One of the movements of a jazzy set of variations for _piano_ that I'm doing.


__
https://soundcloud.com/aleazk%2Fjazzy-mov-1


----------



## Tomposer (Jul 9, 2011)

Very nice - great harmonies. Is this a work in progress? Is it going to go Head-solo-head, or will it be fully written out? If the former I'd be interested to know how much of this constitutes the head. At some point I think you'll want a textural contrast - slower moving harmonies or a more regular melody (something to contrast with what's already there). Personally I'd have brought that contrast in sooner, but you might be aiming at something like that about where you've gotten to. I like the exploration of the different registers; if you wanted to involve more contrast you could play with that. Pretty darn good though.
-
Tom.


----------



## Sid James (Feb 7, 2009)

Enjoyed it, thanks. Also liked some of your other pieces on that site. I like combining different genres, eg. classical - jazz - rock, some of my favourite composers do that.


----------



## aleazk (Sep 30, 2011)

Tomposer said:


> Very nice - great harmonies. Is this a work in progress? Is it going to go Head-solo-head, or will it be fully written out? If the former I'd be interested to know how much of this constitutes the head. At some point I think you'll want a textural contrast - slower moving harmonies or a more regular melody (something to contrast with what's already there). Personally I'd have brought that contrast in sooner, but you might be aiming at something like that about where you've gotten to. I like the exploration of the different registers; if you wanted to involve more contrast you could play with that.

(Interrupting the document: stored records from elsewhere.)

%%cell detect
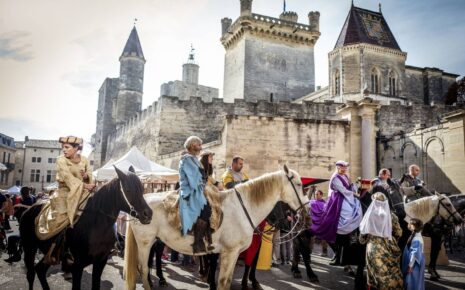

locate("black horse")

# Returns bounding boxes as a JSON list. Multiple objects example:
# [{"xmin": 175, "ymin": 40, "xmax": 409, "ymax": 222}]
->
[{"xmin": 19, "ymin": 168, "xmax": 152, "ymax": 290}]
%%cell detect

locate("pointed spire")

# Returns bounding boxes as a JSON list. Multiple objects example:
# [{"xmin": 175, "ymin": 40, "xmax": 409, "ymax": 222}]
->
[
  {"xmin": 121, "ymin": 26, "xmax": 144, "ymax": 59},
  {"xmin": 187, "ymin": 43, "xmax": 195, "ymax": 64}
]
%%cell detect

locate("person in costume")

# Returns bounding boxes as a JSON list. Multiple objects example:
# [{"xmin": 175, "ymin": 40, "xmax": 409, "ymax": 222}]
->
[
  {"xmin": 179, "ymin": 136, "xmax": 214, "ymax": 254},
  {"xmin": 402, "ymin": 218, "xmax": 425, "ymax": 290},
  {"xmin": 359, "ymin": 192, "xmax": 403, "ymax": 290},
  {"xmin": 311, "ymin": 160, "xmax": 362, "ymax": 265},
  {"xmin": 309, "ymin": 189, "xmax": 328, "ymax": 257},
  {"xmin": 221, "ymin": 156, "xmax": 249, "ymax": 189},
  {"xmin": 36, "ymin": 136, "xmax": 95, "ymax": 240}
]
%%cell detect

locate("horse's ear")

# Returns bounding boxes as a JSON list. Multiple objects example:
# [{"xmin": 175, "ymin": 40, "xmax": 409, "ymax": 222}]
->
[
  {"xmin": 113, "ymin": 165, "xmax": 126, "ymax": 180},
  {"xmin": 283, "ymin": 164, "xmax": 289, "ymax": 175}
]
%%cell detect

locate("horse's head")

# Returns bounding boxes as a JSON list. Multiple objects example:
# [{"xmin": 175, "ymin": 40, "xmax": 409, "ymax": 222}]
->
[
  {"xmin": 282, "ymin": 165, "xmax": 309, "ymax": 210},
  {"xmin": 115, "ymin": 166, "xmax": 152, "ymax": 224},
  {"xmin": 436, "ymin": 192, "xmax": 463, "ymax": 224}
]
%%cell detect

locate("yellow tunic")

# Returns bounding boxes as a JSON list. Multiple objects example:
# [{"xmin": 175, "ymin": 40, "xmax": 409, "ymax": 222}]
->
[{"xmin": 36, "ymin": 156, "xmax": 92, "ymax": 240}]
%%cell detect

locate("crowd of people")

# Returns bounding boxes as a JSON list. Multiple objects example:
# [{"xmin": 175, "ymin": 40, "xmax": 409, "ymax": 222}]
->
[{"xmin": 0, "ymin": 136, "xmax": 436, "ymax": 289}]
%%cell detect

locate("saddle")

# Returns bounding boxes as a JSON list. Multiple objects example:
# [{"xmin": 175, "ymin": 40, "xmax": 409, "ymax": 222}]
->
[{"xmin": 163, "ymin": 184, "xmax": 223, "ymax": 235}]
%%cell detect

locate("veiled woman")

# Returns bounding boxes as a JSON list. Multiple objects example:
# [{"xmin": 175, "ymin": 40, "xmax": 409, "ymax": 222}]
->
[{"xmin": 359, "ymin": 192, "xmax": 403, "ymax": 290}]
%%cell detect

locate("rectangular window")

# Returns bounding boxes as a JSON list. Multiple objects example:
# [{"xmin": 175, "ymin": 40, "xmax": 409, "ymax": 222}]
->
[
  {"xmin": 47, "ymin": 170, "xmax": 56, "ymax": 183},
  {"xmin": 31, "ymin": 169, "xmax": 40, "ymax": 182}
]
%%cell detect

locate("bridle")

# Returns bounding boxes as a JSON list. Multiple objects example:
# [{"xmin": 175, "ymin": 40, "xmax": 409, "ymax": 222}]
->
[
  {"xmin": 119, "ymin": 180, "xmax": 139, "ymax": 219},
  {"xmin": 437, "ymin": 196, "xmax": 460, "ymax": 222},
  {"xmin": 234, "ymin": 174, "xmax": 310, "ymax": 240}
]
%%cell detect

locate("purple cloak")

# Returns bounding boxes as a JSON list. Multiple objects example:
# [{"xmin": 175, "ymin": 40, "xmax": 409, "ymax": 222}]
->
[{"xmin": 310, "ymin": 173, "xmax": 350, "ymax": 243}]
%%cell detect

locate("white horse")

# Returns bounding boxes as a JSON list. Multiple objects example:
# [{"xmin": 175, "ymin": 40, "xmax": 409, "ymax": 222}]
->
[
  {"xmin": 124, "ymin": 166, "xmax": 308, "ymax": 290},
  {"xmin": 404, "ymin": 192, "xmax": 463, "ymax": 223}
]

Pretty darn good though.
> -
> Tom.


Hi, the idea is to do some short movements, where each movement follows immediately after the other, they will be connected (like in Ravel's "valses nobles et sentimentales", for example). After this one, the next will have those characteristics that you say (slower moving harmonies, a more regular melody, etc), indeed, a textural contrast is necessary now. Regards.


----------



## aleazk (Sep 30, 2011)

Sid James said:


> Enjoyed it, thanks. Also liked some of your other pieces on that site. I like combining different genres, eg. classical - jazz - rock, some of my favourite composers do that.

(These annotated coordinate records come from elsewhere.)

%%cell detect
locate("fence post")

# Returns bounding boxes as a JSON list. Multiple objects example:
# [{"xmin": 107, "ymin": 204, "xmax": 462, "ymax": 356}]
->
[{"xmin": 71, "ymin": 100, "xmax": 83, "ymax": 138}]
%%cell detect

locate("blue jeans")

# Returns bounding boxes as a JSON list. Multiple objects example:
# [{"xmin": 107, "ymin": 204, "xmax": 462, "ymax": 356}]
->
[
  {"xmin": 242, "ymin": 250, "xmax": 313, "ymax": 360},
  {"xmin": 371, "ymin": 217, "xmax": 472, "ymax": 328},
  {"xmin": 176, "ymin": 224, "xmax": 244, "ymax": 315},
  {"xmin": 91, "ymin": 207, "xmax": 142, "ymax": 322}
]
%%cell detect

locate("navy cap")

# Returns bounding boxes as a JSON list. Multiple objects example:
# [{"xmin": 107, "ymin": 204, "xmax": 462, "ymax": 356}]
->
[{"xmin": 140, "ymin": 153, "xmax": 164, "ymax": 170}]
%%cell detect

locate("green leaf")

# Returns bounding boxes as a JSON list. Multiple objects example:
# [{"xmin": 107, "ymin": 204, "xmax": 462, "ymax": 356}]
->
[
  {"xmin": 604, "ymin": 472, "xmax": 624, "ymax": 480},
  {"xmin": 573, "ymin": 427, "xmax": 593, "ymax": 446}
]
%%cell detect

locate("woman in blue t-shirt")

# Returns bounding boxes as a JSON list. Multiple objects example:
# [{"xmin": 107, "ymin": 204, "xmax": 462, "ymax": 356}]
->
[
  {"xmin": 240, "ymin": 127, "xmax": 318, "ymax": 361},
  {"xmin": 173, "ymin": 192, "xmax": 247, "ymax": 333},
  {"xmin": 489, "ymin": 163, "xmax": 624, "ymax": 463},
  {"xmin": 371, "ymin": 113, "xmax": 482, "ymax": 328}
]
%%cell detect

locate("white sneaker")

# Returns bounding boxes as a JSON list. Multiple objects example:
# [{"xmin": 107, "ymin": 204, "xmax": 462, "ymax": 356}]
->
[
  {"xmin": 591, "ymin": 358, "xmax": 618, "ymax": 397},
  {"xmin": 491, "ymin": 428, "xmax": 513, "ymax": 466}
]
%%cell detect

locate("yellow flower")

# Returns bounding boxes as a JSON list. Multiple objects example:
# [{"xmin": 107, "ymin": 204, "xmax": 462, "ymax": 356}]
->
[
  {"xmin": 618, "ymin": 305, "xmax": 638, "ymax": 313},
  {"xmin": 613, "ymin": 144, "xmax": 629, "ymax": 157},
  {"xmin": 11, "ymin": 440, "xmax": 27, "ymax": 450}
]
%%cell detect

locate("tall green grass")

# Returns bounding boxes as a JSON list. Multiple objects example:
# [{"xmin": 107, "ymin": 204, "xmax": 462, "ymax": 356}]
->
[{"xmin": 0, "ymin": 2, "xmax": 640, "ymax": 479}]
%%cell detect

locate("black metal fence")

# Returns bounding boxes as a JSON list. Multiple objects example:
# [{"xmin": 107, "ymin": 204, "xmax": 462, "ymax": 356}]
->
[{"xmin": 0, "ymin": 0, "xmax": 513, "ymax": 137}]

Hi, yes, I have some other compositions in a similar style (

__
https://soundcloud.com/aleazk%2Fsets
), although this one will be more refined, since I have learned more about the style since then. Regards


----------



## aleazk (Sep 30, 2011)

I have finished the second variation. The connection between the two is continuous, so I have uploaded the first and this one in one single track.


__
https://soundcloud.com/aleazk%2Fjazzy-variations-for-piano-1-2


----------



## aleazk (Sep 30, 2011)

The first three variations:


__
https://soundcloud.com/aleazk%2Fjazzy-variations-1-2-3


----------



## chopinsky (May 20, 2011)

Good work you have. I only listened to the first one, but was quite impressed.


----------